O Camboja encerrou nesta quinta-feira (22) o capítulo mais sangrento de sua história: um tribunal especial apoiado pela ONU confirmou a pena de prisão perpétua por genocídio contra Khieu Samphan, último líder vivo do Khmer Vermelho.
- Quem é o Khmer Vermelho? -
O movimento revolucionário do Khmer Vermelho toma o poder em 17 de abril de 1975 após um conflito iniciado em 1967 contra o governo pró-EUA de Lon Nol.
O homem forte da organização, Pol Pot, propõe-se a construir uma utopia marxista no Camboja, que ele rebatizou de "Kampuchea Democrática".
Abole a religião, as escolas, o dinheiro e esvazia as cidades em favor das fazendas coletivas no campo. Paranoico, o regime realiza inúmeras expulsões, citando supostos "complôs" como justificativa.
Cerca de dois milhões de pessoas - quase 25% da população - morrem de exaustão, fome, doença, tortura, ou execução.
O Khmer Vermelho foi derrubado em 7 de janeiro de 1979 pelo Vietnã, aliado a um movimento de desertores, incluindo o atual primeiro-ministro Hun Sen.
- Quem são os líderes condenados? -
Após anos de negociações complexas, o Camboja e a ONU assinaram um acordo em 2003 para criar as Câmaras Extraordinárias dos Tribunais do Camboja.
É um tribunal híbrido composto por juízes cambojanos e internacionais que tem jurisdição somente sobre os líderes do regime deposto. A pena de morte está descartada, bem como compensações financeiras para as vítimas.
Criado em 2006, o tribunal custou mais de US$ 300 milhões e condenou apenas três pessoas.
Kaing Guek Eav, conhecido como "Douch", diretor da prisão Tuol Sleng (S21) de Phnom Penh, onde cerca de 15.000 pessoas foram torturadas antes de serem executadas, foi condenado à prisão perpétua em 2012 por "crimes de guerra" e "crimes contra a humanidade". Ele morreu em setembro de 2020, aos 77 anos.
Nuon Chea, o ideólogo do regime, e Khieu Samphan, chefe de Estado do Khmer Vermelho, também foram condenados à prisão perpétua por "crimes contra a humanidade" em 2016, e genocídio, em 2018, em dois julgamentos separados. Nuon Chea morreu em 2019, aos 93 anos.
A condenação do segundo por genocídio contra os vietnamitas foi confirmada nesta quinta-feira no julgamento da apelação.
Duas outras pessoas enfrentaram o tribunal sem serem condenadas. O ministro das Relações Exteriores do regime, Ieng Sary, morreu durante seu julgamento em 2013, enquanto sua esposa, Ieng Thirit, ministra de Assuntos Sociais, foi declarada incapaz de ser julgada por insanidade e foi libertada. Ela também faleceu.
Vários outros líderes escaparam da Justiça.
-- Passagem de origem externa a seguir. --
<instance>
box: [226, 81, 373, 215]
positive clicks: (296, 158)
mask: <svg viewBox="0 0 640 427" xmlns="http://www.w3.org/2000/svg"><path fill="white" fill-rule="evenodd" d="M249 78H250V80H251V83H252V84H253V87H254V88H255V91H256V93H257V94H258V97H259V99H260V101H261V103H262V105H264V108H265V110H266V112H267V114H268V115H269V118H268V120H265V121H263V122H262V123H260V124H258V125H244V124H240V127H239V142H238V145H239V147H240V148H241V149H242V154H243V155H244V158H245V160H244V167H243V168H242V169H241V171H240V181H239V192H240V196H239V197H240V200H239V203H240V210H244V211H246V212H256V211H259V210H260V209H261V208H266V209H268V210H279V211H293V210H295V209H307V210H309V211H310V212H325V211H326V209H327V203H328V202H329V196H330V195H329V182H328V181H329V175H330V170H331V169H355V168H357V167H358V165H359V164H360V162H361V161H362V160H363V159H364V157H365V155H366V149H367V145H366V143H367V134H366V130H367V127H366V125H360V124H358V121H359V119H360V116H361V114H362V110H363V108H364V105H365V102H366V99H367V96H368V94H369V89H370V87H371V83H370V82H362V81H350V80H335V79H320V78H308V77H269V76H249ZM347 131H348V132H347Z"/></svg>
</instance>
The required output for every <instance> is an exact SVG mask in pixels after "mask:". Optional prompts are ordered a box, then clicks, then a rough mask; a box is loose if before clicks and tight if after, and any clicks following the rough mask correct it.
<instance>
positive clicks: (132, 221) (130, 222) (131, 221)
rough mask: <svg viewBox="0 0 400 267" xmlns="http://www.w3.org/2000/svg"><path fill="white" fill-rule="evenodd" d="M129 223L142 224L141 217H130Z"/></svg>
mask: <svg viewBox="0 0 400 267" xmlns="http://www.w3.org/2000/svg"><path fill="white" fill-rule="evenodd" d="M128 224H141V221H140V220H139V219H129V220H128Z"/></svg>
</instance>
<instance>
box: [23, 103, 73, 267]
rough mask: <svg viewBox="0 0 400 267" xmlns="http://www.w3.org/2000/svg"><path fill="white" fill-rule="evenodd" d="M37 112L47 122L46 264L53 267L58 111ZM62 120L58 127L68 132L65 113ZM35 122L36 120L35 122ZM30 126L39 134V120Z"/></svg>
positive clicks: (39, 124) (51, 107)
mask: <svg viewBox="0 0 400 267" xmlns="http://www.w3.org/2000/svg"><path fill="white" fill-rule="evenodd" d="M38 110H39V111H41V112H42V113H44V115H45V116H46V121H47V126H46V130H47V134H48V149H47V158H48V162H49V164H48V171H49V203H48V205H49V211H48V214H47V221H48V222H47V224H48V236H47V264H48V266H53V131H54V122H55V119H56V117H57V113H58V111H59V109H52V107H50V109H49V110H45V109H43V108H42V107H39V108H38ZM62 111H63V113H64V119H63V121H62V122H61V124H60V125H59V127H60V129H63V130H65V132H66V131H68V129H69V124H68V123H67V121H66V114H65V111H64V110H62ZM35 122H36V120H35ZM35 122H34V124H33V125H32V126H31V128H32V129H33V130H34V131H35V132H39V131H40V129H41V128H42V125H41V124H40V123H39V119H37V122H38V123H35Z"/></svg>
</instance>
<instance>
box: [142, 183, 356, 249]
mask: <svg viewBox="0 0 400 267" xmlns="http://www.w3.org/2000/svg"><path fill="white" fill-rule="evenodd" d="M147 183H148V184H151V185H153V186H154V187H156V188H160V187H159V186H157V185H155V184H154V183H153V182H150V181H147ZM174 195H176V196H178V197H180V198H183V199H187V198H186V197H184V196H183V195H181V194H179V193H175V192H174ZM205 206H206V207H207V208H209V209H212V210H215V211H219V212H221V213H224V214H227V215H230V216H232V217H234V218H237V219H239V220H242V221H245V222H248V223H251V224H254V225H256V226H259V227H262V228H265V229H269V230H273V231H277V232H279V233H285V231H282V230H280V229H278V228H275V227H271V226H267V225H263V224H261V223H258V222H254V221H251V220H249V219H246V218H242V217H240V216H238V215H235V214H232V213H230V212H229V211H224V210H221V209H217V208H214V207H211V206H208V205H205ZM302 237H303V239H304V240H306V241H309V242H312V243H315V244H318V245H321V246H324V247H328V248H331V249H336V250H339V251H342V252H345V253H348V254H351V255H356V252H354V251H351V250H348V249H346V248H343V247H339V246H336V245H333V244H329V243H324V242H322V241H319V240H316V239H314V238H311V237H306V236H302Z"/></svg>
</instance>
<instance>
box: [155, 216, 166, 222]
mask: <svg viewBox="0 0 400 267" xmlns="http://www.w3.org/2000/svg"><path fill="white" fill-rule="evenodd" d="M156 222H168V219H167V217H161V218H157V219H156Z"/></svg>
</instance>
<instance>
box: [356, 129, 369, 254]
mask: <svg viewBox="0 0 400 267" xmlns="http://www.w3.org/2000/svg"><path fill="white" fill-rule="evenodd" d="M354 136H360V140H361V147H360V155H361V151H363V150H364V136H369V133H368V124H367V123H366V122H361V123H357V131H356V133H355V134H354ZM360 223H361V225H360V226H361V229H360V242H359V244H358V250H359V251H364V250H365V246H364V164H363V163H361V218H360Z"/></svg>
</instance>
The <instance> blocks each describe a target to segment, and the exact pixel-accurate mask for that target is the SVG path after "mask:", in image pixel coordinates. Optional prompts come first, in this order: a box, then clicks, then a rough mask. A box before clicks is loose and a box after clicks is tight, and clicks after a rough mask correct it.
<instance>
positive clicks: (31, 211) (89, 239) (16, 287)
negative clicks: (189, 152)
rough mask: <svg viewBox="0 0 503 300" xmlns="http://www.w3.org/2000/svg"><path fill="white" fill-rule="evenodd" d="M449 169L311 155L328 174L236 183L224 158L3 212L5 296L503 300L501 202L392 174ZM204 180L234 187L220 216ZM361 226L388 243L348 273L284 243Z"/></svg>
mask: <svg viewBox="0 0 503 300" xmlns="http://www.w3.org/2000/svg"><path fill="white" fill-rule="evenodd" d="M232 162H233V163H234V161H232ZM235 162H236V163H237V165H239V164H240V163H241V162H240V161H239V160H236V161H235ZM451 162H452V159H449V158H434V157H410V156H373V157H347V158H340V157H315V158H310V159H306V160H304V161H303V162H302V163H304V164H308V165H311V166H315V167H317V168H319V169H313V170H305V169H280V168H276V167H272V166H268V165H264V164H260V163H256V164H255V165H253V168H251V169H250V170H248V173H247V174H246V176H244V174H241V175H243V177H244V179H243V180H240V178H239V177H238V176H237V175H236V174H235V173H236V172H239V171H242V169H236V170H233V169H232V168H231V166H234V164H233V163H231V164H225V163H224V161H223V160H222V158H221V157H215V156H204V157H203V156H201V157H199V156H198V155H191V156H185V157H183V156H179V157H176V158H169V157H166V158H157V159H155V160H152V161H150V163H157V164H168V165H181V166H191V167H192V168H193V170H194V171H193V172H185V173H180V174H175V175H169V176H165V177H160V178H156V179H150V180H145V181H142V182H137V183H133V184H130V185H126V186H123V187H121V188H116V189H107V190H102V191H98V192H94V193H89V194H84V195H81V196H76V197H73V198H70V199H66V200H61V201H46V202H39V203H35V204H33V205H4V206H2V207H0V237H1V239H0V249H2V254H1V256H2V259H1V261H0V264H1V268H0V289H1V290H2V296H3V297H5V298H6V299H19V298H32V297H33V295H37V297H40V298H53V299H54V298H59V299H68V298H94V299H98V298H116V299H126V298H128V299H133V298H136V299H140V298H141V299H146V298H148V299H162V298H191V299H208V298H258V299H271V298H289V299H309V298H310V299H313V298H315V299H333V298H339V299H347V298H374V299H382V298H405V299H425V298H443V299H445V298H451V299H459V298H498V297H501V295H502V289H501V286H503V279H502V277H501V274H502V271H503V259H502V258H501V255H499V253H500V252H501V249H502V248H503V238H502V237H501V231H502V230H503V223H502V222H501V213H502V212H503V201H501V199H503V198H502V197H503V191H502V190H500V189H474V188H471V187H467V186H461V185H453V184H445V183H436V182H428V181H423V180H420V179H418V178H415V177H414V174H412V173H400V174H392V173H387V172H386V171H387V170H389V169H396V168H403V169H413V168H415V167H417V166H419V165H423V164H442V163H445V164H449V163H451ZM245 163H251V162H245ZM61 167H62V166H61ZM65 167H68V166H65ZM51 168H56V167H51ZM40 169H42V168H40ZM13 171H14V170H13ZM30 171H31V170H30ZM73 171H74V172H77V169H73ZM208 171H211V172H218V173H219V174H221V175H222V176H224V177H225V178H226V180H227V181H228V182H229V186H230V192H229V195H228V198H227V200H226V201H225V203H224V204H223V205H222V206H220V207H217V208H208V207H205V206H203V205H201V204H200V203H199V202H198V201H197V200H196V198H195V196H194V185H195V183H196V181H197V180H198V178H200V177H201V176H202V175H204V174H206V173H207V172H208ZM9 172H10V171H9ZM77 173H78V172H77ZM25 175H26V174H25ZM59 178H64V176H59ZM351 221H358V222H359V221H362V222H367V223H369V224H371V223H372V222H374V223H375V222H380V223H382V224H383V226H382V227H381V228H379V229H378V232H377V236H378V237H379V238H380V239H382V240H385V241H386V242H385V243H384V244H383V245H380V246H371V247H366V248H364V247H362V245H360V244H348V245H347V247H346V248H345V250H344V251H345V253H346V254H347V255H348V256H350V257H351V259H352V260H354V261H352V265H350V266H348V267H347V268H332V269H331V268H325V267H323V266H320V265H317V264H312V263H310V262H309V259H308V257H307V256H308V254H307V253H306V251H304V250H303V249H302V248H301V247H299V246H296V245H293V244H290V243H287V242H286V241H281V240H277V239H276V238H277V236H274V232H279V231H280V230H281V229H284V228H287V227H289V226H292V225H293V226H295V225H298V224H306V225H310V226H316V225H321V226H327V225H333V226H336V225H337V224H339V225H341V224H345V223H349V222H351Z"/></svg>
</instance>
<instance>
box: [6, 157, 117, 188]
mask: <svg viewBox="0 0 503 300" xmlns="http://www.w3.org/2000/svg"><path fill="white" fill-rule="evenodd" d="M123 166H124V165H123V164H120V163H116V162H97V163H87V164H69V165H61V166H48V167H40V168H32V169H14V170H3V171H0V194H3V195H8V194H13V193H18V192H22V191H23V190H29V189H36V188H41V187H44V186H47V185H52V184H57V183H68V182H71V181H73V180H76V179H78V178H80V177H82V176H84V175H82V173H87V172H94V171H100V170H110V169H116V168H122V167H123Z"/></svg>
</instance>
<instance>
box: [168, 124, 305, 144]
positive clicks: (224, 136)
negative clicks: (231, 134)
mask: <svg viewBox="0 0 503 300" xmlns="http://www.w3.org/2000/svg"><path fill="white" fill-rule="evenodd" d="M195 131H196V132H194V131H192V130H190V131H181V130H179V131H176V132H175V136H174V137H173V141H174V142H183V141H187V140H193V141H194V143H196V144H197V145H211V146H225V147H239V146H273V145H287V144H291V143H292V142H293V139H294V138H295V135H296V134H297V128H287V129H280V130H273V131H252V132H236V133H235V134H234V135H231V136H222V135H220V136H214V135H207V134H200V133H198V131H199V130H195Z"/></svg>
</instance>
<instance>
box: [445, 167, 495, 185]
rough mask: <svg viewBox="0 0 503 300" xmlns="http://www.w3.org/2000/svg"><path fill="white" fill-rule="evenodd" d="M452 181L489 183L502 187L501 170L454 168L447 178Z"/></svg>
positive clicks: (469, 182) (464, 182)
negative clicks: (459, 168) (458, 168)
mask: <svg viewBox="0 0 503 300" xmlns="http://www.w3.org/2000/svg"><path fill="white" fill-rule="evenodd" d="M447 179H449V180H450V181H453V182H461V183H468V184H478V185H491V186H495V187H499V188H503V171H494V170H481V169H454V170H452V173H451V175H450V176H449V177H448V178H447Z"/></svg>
Pol Pot, o "irmão número um", que morreu em 1998, nunca foi julgado, assim como Ta Mok, o temido comandante do sudoeste do Camboja, que morreu em 2006.
Milhares de dirigentes e combatentes de baixo escalão não serão mais responsabilizados, pois o mandato do tribunal é limitado aos funcionários mais altos.
- Qual o papel de Hun Sen com o Khmer Vermelho?
No poder há mais de 30 anos, o primeiro-ministro do Camboja, Hun Sen, é um ex-combatente do Khmer Vermelho.
Aos 25 anos, liderou um regimento antes de fugir para o Vietnã, em 1977, para escapar de um dos expurgos internos.
Os livros de História cambojanos destacam seu retorno ao país, em 1979, ao lado das forças vietnamitas que derrubaram Pol Pot do poder.
Tentativas de esclarecer seu papel na ditadura foram rejeitadas pelo atual governo, que inclui outros ex-Khmer Vermelhos.
Ele se manifestou contra qualquer outro processo, afirmando que mergulharia o país na instabilidade.
Os críticos atacaram Hun Sen, acusando-o de interferir no funcionamento da Justiça, que também é atormentada por controvérsias e conflitos.